Chociaż jego pancerz można uznać za przeciętny, to konstrukcja Groma i tak oferuje strategiczne zalety. Większość płyt pancerza jest pochylona dla optymalnej skuteczności, a jarzmo działa mające ponad 300 mm efektywnego pancerza zapewnia solidną ochronę przed pociskami przeciwnika trafiającymi w ten obszar.
Tier: TD-8, Polska
Wytrzymałość: 1 400 1 300
Moc na tonę: 14,7 15,88 KM / t
Maksymalna prędkość / Prędkość cofania: 40 45 / –15 km / h
Prędkość obrotu: 32 °/s
Zasięg widzenia: 370 350 m
Zasięg sygnału: 730 m
Pancerz kadłuba: 120 100 / 70 / 40
Kamuflaż stacjonarnego pojazdu: 16,59 / 2,37 %
Kamuflaż pojazdu w ruchu: 9,98 / 1,43 %
Działo:
Uszkodzenia: 700-350 800–200 / 700-350 800–200 / 700 800 PW
Penetracja: 260 / 290 / 80 mm
Prędkość pocisku: 1400 / 1600 / 1000 m/s
Czas przeładowania: 15,5 16,11 s
Rozrzut na 100 m: 0,4
Czas celowania: 2,7 s
Ograniczenia opuszczenia/uniesienia działa: -7 ° / 15 °
Ograniczenia wychyłu działa na boki: -5 / 5°
Ilość pocisków: 40
Załoga 4-osobowa: Dowódca, Celowniczy, Kierowca-Mechanik, Ładowniczy
szajs, czołg typu wyjazd na pałe oddanie 1 strzału i do garażu
Wolę grac patronem co dostaliśmy na święta niż ta linią haha
Cała ta linia jest głupia. Magiczna mechanika i pojazdy wyciągnięte Z ciemnej doopy.

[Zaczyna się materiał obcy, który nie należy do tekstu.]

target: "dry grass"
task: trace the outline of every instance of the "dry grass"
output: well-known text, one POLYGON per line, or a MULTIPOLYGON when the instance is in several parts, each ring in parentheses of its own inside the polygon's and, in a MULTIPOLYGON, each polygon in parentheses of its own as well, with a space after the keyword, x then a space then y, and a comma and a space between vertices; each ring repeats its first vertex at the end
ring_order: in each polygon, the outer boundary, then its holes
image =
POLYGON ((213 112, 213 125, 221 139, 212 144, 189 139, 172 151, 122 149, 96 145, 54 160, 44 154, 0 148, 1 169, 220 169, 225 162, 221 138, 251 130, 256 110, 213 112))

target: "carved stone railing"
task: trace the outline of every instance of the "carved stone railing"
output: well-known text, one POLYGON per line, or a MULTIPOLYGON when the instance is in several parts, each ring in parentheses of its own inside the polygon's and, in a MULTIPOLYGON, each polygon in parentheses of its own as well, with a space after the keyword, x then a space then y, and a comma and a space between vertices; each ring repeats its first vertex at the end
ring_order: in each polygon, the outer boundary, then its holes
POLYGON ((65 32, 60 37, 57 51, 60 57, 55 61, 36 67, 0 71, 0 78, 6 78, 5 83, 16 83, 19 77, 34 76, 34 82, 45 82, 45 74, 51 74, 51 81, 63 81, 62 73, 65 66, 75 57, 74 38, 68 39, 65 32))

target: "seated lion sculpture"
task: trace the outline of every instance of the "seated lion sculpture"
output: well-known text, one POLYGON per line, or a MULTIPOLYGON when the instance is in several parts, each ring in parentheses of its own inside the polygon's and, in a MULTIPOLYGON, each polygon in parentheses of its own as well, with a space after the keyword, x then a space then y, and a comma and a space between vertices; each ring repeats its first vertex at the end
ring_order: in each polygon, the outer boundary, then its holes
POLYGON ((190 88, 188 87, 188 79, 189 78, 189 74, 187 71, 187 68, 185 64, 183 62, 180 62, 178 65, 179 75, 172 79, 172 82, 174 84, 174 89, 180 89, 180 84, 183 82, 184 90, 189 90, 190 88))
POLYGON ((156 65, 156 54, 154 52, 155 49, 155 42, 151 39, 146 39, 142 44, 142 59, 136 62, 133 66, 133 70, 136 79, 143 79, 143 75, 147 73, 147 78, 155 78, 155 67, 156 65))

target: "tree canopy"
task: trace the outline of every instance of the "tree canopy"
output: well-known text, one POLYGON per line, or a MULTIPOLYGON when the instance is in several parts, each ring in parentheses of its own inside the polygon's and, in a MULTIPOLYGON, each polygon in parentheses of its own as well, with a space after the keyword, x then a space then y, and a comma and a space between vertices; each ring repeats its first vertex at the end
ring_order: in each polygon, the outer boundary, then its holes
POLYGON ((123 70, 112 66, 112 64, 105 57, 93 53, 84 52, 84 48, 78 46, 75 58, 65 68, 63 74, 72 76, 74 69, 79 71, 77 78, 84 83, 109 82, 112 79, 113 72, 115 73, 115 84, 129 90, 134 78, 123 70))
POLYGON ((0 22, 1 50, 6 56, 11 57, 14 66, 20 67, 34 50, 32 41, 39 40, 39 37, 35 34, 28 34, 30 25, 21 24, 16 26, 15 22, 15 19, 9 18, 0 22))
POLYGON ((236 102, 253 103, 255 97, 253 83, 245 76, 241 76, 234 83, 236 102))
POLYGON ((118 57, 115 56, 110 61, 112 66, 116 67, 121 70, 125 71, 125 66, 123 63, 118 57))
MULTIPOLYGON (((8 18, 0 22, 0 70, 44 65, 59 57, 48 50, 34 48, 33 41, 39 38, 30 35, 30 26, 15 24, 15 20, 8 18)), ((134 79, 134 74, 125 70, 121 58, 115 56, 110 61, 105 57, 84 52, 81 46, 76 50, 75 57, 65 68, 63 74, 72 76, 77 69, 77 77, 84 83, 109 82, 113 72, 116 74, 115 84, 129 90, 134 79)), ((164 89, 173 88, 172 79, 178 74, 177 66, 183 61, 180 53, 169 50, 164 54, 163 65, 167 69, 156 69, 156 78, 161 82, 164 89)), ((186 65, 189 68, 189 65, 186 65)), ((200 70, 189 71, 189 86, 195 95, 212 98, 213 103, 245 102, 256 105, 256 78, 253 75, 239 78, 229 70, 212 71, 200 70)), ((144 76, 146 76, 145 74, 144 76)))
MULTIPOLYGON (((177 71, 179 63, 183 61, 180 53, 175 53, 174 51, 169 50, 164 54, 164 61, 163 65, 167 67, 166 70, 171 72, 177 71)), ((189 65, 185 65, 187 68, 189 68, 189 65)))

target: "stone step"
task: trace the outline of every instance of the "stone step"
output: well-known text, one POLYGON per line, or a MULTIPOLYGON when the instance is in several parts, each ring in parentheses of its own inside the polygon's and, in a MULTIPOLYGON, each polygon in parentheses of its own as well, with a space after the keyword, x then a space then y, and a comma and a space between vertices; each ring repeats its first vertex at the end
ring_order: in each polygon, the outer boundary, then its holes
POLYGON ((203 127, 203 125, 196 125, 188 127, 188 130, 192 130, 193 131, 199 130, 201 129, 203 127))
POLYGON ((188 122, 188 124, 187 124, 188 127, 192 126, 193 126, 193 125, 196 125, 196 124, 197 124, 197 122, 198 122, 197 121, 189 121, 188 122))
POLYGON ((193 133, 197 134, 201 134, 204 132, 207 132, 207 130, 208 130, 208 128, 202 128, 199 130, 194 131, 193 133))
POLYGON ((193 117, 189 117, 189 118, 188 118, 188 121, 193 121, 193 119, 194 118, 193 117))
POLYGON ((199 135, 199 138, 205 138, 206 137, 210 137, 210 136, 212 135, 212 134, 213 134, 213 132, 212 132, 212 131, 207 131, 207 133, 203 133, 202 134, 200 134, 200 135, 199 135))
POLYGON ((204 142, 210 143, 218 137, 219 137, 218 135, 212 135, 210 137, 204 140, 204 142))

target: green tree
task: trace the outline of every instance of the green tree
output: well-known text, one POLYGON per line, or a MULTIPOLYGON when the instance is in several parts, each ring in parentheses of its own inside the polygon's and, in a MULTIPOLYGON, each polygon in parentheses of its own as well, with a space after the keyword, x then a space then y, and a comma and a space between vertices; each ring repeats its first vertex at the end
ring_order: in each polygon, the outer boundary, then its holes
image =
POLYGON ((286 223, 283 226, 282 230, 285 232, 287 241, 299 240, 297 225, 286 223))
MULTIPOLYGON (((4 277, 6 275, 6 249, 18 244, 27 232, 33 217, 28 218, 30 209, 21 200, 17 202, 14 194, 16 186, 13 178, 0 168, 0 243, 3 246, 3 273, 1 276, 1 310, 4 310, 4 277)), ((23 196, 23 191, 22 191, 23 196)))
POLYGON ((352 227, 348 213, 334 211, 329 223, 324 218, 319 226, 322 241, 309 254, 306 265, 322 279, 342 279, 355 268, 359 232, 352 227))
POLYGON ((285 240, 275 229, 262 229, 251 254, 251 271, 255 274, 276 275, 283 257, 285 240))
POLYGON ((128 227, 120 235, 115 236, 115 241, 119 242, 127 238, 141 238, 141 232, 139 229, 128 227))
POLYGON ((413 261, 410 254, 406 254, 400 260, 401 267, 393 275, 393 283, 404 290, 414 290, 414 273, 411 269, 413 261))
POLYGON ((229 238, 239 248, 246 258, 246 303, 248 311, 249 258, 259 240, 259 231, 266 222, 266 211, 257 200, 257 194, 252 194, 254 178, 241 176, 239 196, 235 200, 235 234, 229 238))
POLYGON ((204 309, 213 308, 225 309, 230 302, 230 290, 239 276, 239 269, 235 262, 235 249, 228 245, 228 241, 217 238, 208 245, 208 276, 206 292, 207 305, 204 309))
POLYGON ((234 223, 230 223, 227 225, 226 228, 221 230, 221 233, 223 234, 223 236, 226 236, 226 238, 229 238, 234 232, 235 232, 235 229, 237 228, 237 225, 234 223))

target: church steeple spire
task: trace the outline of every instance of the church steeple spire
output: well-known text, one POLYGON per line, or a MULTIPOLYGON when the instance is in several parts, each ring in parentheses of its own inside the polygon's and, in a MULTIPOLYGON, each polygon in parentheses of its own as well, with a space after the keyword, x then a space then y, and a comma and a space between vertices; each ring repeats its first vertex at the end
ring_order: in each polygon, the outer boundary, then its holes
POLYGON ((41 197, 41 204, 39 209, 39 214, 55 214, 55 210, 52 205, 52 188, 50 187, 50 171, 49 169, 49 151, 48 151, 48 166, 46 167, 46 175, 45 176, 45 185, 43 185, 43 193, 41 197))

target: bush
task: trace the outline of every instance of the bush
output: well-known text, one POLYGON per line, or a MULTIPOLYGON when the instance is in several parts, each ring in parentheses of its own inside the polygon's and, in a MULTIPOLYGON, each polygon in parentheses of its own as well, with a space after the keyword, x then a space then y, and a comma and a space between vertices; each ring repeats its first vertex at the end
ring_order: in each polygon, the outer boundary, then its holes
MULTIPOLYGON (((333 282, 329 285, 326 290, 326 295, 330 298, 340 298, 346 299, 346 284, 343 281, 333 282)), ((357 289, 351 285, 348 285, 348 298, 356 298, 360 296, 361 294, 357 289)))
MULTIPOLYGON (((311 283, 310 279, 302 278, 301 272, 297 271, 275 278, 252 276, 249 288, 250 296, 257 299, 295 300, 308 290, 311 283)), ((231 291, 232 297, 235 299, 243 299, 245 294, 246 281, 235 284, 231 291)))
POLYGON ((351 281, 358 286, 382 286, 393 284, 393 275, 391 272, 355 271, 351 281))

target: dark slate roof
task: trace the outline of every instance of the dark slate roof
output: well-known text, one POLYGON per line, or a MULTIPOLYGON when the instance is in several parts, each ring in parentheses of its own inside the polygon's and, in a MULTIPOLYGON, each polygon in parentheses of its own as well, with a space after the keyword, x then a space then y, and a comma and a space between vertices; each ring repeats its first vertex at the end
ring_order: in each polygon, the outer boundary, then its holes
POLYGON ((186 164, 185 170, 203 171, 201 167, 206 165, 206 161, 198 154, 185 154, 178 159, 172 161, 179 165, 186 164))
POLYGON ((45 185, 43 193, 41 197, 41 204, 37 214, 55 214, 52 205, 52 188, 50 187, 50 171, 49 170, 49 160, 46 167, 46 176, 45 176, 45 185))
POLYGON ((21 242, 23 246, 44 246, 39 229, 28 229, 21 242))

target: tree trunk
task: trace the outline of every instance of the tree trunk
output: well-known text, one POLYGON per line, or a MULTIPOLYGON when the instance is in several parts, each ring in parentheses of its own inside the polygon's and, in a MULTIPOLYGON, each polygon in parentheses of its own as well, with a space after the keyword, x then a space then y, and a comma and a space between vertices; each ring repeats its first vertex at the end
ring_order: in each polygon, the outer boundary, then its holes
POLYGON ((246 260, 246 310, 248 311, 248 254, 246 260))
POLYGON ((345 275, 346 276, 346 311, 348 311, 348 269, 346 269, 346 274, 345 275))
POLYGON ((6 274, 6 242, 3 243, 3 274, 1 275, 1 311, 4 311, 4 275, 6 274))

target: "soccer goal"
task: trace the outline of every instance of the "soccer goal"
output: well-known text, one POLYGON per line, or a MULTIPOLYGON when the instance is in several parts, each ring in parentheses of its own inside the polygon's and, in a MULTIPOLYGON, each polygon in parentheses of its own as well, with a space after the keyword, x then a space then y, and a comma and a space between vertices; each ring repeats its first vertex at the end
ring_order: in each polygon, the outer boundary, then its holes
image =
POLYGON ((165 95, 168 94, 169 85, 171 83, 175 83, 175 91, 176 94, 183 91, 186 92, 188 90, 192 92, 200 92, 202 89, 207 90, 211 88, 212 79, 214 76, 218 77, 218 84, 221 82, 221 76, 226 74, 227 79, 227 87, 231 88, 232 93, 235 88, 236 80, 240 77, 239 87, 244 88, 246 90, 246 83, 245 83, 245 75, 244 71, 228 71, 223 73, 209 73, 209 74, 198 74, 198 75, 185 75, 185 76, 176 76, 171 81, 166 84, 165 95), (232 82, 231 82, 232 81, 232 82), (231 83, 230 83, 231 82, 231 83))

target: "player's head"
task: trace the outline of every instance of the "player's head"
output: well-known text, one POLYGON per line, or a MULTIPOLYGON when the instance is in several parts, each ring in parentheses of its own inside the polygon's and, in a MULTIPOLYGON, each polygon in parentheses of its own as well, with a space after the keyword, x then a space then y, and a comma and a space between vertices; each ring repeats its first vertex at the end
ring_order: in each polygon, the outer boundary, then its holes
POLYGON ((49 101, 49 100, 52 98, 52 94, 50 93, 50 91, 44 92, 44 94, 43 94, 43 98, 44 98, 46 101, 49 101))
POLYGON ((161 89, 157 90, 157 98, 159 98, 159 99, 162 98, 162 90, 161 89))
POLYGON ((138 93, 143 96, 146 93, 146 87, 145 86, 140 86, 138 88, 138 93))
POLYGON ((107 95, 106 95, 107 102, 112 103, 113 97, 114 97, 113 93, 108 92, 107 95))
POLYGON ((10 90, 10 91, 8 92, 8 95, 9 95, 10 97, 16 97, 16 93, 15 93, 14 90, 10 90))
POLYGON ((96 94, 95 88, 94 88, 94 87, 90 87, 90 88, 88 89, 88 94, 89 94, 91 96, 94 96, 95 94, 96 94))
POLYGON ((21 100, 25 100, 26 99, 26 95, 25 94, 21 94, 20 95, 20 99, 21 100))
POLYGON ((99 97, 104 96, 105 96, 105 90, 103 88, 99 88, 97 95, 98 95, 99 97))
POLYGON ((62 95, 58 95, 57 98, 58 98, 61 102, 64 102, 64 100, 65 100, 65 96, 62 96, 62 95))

Super. Żeby tylko WG nie wpadło na pomysł wrzucenia go do paczek i późniejszego zapomnienia, bo chętnie bym spróbował.
Z tego złomu już nic nie będzie: wychył działa na boki dalej -5/5 st – buahahah 😀
Na IX miałem ponad 4000 dpm, ale co z tego, skoro wykorzystać taki dpm można tylko wywalając sie na pierwszej linii, przy każdym ruchu celownik skupia od nowa. Ta linia jest tak frustrująca, bezsensowna i słuzy głównie do zmarnowania zasobów graczy 😀
To nie dla mnie, zresztą jak każde bezwieżowe badziewie.
Dla mnie gra tymi czołgami to zlepek paradoksów. Dawno nie grałem tak frustrującymi maszynami, głównie przez wychył na boki, ale wyniki mam na nich kapitalne.
Bitwy jakie mi się trafiają to też skrajności. Albo nie robię nic, wszystko mnie przebija i ginę na początku, albo jadę i masakruję wszystko.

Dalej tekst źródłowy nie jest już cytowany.